A young woman using voice recognition software on a smartphone.
Luis Alvarez | DigitalVision | Getty Images
Speechmatics, which is based in Cambridge, England, said Tuesday that its system had an overall accuracy rate of 83% for African American voices.
That’s higher than Microsoft (73%), Amazon (69%), Google (69%), IBM (62%) and Apple (55%), according to research published by Stanford University in 2020 which compared results from major tech companies on how accurately their speech recognition programs understood African Americans.
Systems from Amazon, IBM, Google, Microsoft and Apple made nearly twice as many errors when interpreting words spoken by African Americans than white people, according to researchers at Stanford.
Speechmatics says its system misidentified words from Black voices 17% of the time, versus 31% for Google and Amazon.
“It’s critical to study and improve fairness in speech-to-text systems given the potential for disparate harm to individuals through downstream sectors ranging from healthcare to criminal justice,” said Allison Koenecke, lead author of the Stanford study.
Voice recognition tech has rapidly become embedded in everyday life, thanks to the prevalence of virtual assistants on smart devices like phones and speakers.
Apple pioneered the use of voice-activated software on mobile devices with its digital assistant Siri, while Amazon was one of the first to bring speech recognition to the home with its Echo speakers and Alexa assistant.
Researchers have become increasingly concerned about bias in the algorithms powering these speech recognition services. Specifically, experts say many voice recognition programs are trained on limited sets of data, making them less effective.
While speech recognition applications have little trouble transcribing, a white, male, East Coast news presenter, “they don’t have the same level of accuracy” with underrepresented voices, according to Will Williams, Speechmatics’ vice president of machine learning.
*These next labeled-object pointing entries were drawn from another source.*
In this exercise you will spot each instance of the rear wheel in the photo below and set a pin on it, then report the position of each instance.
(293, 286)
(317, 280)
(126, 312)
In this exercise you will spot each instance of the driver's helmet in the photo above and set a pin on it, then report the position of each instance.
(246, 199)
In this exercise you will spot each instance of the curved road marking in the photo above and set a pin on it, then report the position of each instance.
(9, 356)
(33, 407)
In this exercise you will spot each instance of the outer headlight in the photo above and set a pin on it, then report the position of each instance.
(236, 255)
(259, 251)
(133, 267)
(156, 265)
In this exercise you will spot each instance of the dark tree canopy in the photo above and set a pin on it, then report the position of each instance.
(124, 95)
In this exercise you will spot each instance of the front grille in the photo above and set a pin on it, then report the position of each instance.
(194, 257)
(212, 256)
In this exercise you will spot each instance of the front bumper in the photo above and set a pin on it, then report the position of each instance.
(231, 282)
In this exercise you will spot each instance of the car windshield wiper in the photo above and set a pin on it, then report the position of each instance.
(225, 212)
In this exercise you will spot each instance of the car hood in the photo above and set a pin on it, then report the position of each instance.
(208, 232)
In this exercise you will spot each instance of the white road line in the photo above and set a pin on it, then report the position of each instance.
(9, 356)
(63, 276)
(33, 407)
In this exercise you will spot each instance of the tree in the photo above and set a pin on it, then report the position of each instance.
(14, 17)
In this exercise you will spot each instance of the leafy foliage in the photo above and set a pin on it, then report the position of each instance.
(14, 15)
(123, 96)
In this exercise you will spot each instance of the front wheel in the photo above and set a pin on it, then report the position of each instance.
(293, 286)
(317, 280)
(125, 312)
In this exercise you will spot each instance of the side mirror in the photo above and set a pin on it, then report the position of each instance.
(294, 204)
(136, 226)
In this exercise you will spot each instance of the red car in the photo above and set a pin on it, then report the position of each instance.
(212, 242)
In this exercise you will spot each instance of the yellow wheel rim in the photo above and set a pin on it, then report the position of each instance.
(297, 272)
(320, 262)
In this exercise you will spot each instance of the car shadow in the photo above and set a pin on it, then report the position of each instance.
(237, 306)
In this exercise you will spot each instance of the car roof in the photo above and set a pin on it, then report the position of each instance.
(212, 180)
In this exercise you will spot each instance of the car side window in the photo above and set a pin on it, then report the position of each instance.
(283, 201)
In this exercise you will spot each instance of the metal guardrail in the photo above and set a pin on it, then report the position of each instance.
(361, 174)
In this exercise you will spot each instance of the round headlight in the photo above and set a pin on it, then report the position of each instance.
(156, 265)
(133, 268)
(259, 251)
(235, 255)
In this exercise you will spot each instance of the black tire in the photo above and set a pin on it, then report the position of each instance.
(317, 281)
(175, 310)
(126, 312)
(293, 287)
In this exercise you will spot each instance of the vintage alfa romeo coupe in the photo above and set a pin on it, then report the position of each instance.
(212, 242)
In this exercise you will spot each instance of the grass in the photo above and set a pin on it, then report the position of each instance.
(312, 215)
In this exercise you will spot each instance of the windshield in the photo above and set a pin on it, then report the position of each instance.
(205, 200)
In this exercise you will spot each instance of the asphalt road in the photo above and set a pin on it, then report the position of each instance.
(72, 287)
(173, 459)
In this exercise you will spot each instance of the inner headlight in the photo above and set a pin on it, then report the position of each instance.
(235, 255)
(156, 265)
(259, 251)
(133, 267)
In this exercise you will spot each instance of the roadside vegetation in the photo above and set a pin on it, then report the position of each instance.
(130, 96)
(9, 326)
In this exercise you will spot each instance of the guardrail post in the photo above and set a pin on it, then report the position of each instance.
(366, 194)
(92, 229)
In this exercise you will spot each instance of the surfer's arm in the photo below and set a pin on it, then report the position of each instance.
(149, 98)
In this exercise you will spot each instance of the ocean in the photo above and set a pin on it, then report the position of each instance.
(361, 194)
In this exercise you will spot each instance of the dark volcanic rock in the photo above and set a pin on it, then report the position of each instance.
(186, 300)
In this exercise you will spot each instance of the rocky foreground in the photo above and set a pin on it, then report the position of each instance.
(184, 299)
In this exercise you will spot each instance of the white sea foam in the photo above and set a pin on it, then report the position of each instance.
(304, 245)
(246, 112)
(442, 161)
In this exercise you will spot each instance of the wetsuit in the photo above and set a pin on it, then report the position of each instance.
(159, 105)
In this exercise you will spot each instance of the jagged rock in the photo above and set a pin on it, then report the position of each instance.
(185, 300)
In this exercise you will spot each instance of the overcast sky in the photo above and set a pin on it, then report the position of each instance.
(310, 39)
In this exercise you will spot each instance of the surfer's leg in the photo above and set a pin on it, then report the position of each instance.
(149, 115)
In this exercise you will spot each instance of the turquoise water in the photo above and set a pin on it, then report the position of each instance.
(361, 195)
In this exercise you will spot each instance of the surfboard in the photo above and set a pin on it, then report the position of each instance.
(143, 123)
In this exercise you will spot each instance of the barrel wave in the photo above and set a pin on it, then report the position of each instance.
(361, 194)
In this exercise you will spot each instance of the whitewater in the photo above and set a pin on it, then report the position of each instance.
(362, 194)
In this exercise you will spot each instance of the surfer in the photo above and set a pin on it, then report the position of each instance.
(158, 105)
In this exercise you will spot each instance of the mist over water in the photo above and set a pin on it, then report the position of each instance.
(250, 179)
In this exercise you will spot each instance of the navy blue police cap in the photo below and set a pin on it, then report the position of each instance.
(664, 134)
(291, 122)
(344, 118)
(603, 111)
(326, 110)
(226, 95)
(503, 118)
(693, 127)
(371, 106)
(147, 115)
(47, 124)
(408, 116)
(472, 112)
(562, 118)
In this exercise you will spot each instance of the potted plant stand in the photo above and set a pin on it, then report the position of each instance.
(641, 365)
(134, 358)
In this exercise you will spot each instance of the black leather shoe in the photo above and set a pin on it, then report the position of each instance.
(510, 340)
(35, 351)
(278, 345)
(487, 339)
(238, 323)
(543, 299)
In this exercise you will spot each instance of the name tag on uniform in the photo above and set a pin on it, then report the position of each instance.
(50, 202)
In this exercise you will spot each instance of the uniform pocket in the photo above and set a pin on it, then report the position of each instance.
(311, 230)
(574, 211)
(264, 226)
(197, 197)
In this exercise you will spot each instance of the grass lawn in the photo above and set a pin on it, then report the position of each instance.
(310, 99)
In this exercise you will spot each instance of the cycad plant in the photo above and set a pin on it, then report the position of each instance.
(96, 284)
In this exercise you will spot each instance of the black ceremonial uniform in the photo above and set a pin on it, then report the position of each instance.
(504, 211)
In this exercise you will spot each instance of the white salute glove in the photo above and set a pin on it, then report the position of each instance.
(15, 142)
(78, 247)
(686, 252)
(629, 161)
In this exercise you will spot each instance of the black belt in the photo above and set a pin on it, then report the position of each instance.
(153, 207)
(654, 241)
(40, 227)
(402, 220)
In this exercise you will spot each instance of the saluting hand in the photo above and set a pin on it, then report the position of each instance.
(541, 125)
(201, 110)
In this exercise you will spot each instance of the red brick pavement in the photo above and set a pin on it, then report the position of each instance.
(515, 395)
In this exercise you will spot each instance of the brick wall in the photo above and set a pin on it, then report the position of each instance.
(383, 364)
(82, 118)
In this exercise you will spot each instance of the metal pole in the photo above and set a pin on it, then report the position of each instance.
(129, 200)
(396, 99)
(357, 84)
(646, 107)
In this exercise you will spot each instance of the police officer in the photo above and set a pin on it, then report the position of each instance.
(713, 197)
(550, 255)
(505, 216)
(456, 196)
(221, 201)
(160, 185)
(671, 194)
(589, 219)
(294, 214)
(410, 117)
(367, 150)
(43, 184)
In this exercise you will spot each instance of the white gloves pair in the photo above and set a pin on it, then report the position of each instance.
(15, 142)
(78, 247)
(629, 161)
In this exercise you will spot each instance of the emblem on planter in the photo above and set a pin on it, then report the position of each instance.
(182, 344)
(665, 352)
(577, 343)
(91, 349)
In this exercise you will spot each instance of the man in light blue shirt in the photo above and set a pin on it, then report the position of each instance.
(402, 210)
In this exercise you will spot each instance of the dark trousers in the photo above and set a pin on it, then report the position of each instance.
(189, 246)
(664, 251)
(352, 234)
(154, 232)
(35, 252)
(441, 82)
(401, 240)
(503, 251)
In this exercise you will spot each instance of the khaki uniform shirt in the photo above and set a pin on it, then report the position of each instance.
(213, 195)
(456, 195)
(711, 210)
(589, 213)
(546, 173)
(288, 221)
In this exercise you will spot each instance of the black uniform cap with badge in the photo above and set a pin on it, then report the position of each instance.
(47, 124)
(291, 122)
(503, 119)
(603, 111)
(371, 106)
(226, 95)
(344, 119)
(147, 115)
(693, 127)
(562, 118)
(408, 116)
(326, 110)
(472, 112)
“As with all these things, it’s about the quality of data in the training sets,” Stephanie Hare, an AI ethics researcher, told CNBC. “There has been racial bias, gender bias, and regional accent bias in speech recognition technology for a long time.”
“This technology does not work the same for everyone, yet,” Hare added. “It could, eventually, with refinement.”
Speechmatics says it trained its artificial intelligence with unlabeled data from social media and podcasts to help it learn different aspects of speech including accent, language and intonation.
“We can soak it up almost in the same way that a child does,” Williams told CNBC.
The firm said its technology is trained on 1.1 million hours of audio.
Speechmatics called the development a “breakthrough” and said it hopes other tech companies become more transparent about efforts to reduce bias in AI.
“It would be good if people were open-sourcing test sets that let you evaluate how well you’re doing on this front,” Williams said. “Part of the problem has been that progress on certain demographics has been hidden.”
Tech giants have been ramping up their investments in speech recognition lately, with Microsoft agreeing to acquire software firm Nuance Communications for $16 billion in April.